# *** Lifestraw Sale ***



## obg12 (Apr 9, 2016)

Cheaper than dirt has their sale going on lifestraws again 14.95 w/free shipping,good way to stock up.
https://www.cheaperthandirt.com/pro...jVgVp&sc_llid=1043152&sc_eh=0ced5c2b49e194e01


----------



## jnrdesertrats (Jul 3, 2010)

I have not tried this brand specifically but I am not a fan. I guess if it is life or death O.K. My experience is that it takes a of of sucking to get water. For me it was like trying to quench my thirst with a chocolate shake. I suppose I was getting hydrated I just never felt quenched. Is just me? Am I doing it wrong?


----------



## obg12 (Apr 9, 2016)

jnrdesertrats said:


> I have not tried this brand specifically but I am not a fan. I guess if it is life or death O.K. My experience is that it takes a of of sucking to get water. For me it was like trying to quench my thirst with a chocolate shake. I suppose I was getting hydrated I just never felt quenched. Is just me? Am I doing it wrong?

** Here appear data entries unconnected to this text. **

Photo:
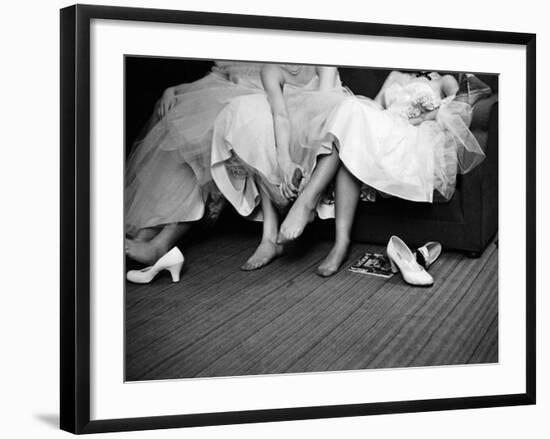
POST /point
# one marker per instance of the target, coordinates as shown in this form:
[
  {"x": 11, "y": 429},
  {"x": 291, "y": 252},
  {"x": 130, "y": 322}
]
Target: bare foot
[
  {"x": 145, "y": 252},
  {"x": 266, "y": 252},
  {"x": 298, "y": 217},
  {"x": 334, "y": 260}
]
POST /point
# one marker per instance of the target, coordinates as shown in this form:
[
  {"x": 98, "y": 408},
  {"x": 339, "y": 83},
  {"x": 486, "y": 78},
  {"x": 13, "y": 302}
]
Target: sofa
[{"x": 469, "y": 220}]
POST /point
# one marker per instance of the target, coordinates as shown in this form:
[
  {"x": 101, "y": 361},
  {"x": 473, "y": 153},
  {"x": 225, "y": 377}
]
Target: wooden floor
[{"x": 219, "y": 321}]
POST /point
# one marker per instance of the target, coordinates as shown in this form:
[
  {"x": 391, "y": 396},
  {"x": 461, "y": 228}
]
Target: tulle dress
[
  {"x": 387, "y": 153},
  {"x": 244, "y": 145},
  {"x": 168, "y": 176}
]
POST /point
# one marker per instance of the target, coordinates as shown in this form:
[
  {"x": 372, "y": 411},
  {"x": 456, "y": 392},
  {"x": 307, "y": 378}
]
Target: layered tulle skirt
[
  {"x": 388, "y": 154},
  {"x": 168, "y": 176},
  {"x": 244, "y": 150}
]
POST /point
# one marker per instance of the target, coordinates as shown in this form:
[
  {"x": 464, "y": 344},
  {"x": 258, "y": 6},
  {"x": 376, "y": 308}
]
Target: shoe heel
[
  {"x": 394, "y": 268},
  {"x": 175, "y": 271}
]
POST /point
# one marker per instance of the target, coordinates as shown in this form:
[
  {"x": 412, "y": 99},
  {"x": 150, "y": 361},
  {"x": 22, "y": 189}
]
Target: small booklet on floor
[{"x": 375, "y": 264}]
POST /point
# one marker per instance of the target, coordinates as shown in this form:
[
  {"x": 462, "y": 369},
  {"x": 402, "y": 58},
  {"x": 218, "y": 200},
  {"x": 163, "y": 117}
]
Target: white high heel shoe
[
  {"x": 402, "y": 259},
  {"x": 171, "y": 261}
]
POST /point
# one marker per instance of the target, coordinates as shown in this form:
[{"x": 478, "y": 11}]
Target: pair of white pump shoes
[{"x": 413, "y": 266}]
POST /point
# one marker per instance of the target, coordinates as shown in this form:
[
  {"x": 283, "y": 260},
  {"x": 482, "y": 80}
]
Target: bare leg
[
  {"x": 149, "y": 252},
  {"x": 346, "y": 199},
  {"x": 303, "y": 210},
  {"x": 268, "y": 248}
]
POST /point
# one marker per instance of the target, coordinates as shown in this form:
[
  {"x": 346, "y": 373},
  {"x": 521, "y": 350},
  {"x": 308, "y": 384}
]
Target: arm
[
  {"x": 273, "y": 80},
  {"x": 449, "y": 87}
]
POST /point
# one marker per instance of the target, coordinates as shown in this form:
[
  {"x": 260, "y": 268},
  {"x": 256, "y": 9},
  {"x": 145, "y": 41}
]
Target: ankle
[{"x": 342, "y": 243}]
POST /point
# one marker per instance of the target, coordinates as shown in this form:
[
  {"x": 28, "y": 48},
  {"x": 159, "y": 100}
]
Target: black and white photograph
[{"x": 298, "y": 218}]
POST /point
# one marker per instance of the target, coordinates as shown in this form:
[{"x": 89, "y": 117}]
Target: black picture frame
[{"x": 75, "y": 217}]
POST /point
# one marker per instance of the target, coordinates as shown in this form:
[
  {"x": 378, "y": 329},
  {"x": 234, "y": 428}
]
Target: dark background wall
[{"x": 147, "y": 78}]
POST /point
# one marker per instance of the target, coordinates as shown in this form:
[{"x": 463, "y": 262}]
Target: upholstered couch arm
[
  {"x": 479, "y": 188},
  {"x": 482, "y": 112}
]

I bought one and tried it with fresh water I didn't think in was real bad,If you get one be sure you follow the instructions for priming and drying it out.


----------



## bugginout121 (Oct 5, 2016)

Read a review about this earlier today actually. I was going to ask on here if it was worth it. The review makes it sound amazing, but you can never trust the stuff you find online.

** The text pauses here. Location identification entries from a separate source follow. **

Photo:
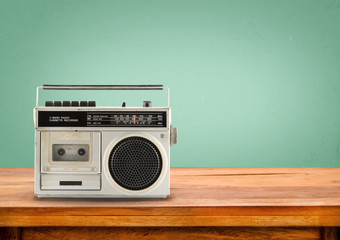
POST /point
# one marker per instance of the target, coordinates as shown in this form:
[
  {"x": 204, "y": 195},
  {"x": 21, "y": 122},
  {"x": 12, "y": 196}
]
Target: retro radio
[{"x": 84, "y": 151}]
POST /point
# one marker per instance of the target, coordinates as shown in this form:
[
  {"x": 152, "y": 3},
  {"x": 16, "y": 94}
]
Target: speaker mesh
[{"x": 135, "y": 163}]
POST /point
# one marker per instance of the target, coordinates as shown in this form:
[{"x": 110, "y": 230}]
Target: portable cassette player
[{"x": 86, "y": 151}]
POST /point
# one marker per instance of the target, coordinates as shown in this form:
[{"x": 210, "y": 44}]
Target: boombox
[{"x": 86, "y": 151}]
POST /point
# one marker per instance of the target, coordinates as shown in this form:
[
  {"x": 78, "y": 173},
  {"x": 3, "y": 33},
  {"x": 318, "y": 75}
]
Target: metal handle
[{"x": 101, "y": 87}]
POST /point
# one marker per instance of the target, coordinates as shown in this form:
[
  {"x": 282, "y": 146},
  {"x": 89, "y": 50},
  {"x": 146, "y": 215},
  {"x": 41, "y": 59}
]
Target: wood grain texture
[
  {"x": 329, "y": 233},
  {"x": 199, "y": 233},
  {"x": 199, "y": 197}
]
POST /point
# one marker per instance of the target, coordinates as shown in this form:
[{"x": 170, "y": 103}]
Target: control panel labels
[{"x": 101, "y": 119}]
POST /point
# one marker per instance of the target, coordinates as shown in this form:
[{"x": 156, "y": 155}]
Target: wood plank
[
  {"x": 171, "y": 221},
  {"x": 287, "y": 195},
  {"x": 329, "y": 233},
  {"x": 10, "y": 233},
  {"x": 201, "y": 233}
]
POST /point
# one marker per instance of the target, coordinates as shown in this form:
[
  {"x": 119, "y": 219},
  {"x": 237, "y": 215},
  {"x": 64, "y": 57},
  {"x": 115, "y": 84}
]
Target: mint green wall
[{"x": 254, "y": 83}]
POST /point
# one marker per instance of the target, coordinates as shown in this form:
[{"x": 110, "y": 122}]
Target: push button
[
  {"x": 83, "y": 103},
  {"x": 49, "y": 104},
  {"x": 57, "y": 103},
  {"x": 75, "y": 104},
  {"x": 92, "y": 103}
]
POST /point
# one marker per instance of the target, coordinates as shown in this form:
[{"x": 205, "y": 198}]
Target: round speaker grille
[{"x": 135, "y": 163}]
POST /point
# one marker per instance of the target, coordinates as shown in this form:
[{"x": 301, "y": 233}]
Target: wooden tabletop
[{"x": 199, "y": 197}]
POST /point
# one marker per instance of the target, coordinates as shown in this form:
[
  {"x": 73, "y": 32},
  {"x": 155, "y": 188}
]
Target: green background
[{"x": 253, "y": 83}]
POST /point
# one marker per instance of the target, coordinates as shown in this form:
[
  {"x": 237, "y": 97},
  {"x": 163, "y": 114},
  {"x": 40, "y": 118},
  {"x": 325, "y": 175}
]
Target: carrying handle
[{"x": 101, "y": 87}]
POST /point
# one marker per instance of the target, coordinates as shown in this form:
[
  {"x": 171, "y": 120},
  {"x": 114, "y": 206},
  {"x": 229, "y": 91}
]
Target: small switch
[
  {"x": 49, "y": 104},
  {"x": 147, "y": 104},
  {"x": 57, "y": 103},
  {"x": 75, "y": 104},
  {"x": 66, "y": 103},
  {"x": 83, "y": 103},
  {"x": 92, "y": 103}
]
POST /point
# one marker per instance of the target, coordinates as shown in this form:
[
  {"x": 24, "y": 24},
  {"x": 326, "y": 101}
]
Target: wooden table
[{"x": 205, "y": 203}]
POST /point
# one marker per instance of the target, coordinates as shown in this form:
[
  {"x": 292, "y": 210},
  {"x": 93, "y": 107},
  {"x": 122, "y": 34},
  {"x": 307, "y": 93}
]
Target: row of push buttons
[{"x": 70, "y": 104}]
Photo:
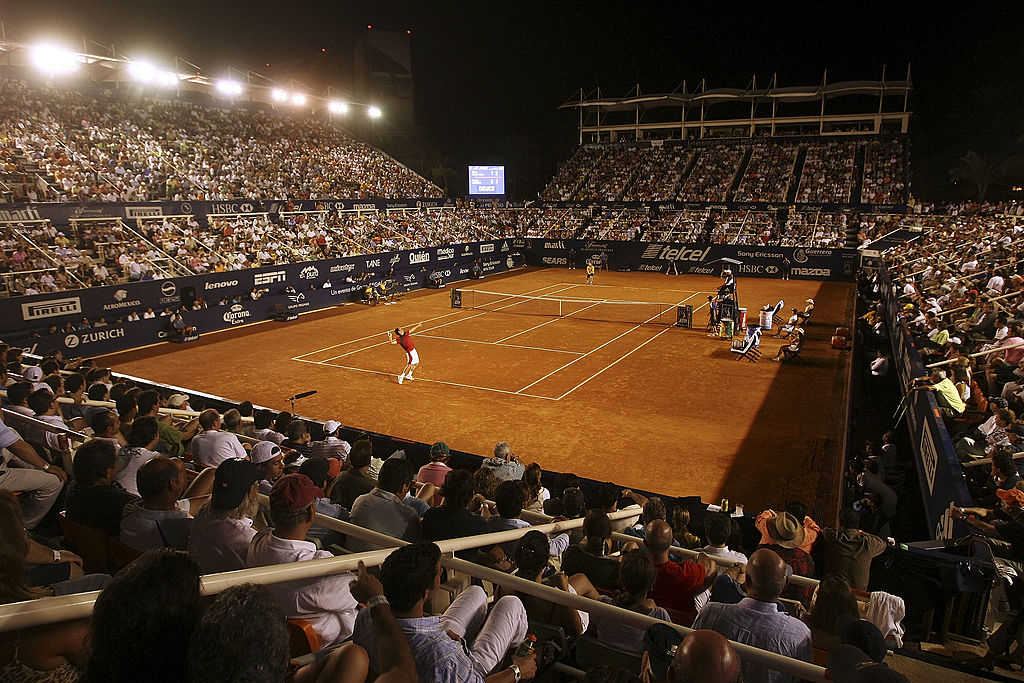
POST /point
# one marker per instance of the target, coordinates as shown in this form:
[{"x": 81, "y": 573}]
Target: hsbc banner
[{"x": 696, "y": 259}]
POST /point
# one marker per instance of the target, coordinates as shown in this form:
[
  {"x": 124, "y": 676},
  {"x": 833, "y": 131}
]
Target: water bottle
[{"x": 526, "y": 646}]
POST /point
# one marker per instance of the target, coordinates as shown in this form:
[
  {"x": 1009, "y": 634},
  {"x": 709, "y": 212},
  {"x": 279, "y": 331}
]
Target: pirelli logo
[{"x": 51, "y": 308}]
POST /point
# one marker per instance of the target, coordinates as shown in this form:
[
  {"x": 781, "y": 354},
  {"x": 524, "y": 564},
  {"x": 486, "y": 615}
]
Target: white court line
[
  {"x": 436, "y": 327},
  {"x": 477, "y": 341},
  {"x": 436, "y": 317},
  {"x": 548, "y": 323},
  {"x": 622, "y": 357},
  {"x": 421, "y": 379},
  {"x": 625, "y": 287}
]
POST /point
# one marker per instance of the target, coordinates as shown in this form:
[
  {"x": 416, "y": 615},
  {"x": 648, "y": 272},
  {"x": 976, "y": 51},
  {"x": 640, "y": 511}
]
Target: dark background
[{"x": 489, "y": 76}]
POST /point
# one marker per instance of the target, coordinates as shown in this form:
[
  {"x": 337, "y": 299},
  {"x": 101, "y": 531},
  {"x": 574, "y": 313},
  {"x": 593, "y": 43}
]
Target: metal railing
[{"x": 56, "y": 609}]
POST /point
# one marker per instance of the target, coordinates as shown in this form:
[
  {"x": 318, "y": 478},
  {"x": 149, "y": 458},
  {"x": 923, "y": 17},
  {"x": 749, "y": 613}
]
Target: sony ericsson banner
[{"x": 939, "y": 473}]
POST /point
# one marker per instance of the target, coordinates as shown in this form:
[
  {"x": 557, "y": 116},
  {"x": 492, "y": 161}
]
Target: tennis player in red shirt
[{"x": 403, "y": 339}]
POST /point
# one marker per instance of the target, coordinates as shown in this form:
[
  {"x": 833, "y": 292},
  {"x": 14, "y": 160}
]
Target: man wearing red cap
[{"x": 325, "y": 602}]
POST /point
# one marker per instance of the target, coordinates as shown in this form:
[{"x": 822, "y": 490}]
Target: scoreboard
[{"x": 486, "y": 179}]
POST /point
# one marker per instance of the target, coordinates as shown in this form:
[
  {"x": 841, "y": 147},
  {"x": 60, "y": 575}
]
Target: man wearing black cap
[
  {"x": 223, "y": 527},
  {"x": 326, "y": 602}
]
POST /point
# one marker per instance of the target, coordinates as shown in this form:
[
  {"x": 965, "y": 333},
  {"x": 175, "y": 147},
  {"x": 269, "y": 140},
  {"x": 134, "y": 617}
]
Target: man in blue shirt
[
  {"x": 463, "y": 645},
  {"x": 756, "y": 620}
]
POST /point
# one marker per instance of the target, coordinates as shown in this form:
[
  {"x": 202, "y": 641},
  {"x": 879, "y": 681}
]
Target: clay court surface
[{"x": 649, "y": 407}]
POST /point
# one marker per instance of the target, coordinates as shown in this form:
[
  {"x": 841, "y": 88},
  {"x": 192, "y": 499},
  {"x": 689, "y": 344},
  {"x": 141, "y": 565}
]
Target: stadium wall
[
  {"x": 20, "y": 316},
  {"x": 700, "y": 259},
  {"x": 939, "y": 473}
]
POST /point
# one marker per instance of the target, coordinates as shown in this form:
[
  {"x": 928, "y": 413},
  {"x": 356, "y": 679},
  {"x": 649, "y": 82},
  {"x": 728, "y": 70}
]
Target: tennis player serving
[{"x": 403, "y": 338}]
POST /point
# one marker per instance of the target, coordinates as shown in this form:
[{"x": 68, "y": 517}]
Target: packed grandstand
[{"x": 151, "y": 470}]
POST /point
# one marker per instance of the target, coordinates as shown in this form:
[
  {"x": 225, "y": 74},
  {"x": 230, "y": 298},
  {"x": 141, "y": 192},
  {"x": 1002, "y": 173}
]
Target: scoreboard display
[{"x": 486, "y": 179}]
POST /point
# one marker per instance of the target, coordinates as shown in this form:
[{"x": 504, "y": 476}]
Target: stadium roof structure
[{"x": 685, "y": 113}]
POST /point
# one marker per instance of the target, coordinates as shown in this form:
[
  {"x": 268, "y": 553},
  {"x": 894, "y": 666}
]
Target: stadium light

"Thats right - its pretty much a *MUST-HAVE* piece of equipment for absolutely _anyone_. Not just survivalists and preppers - literally everyone on the planet needs one of these devices." Source

Like really? I might get one to test it out, but I highly doubt it's as great as people say it is. I don't think it'd be horrible like jnrdesertrats experience but what do I know...


----------



## Caribou (Aug 18, 2012)

bugginout121 said:


> Read a review about this earlier today actually. I was going to ask on here if it was worth it. The review makes it sound amazing, but you can never trust the stuff you find online.
> 
> "Thats right - its pretty much a *MUST-HAVE* piece of equipment for absolutely _anyone_. Not just survivalists and preppers - literally everyone on the planet needs one of these devices." Source
> 
> Like really? I might get one to test it out, but I highly doubt it's as great as people say it is. I don't think it'd be horrible like jnrdesertrats experience but what do I know...


Pretty much a standard item for folks around here. Buy one and check it out. When you find a good sale buy a few more. Not something that I would want to live with at home but for hunting, camping, or other back country activity it is a viable option. This is an old post so the sale price mentioned above is not current but there will be other sales.


----------



## terri9630 (Jun 2, 2016)

The guys that were teaching the hunter safety course for our area said they carry and use them. That was the first time I'd heard if them. I saw a couple of them in my boss hunting kit.....


----------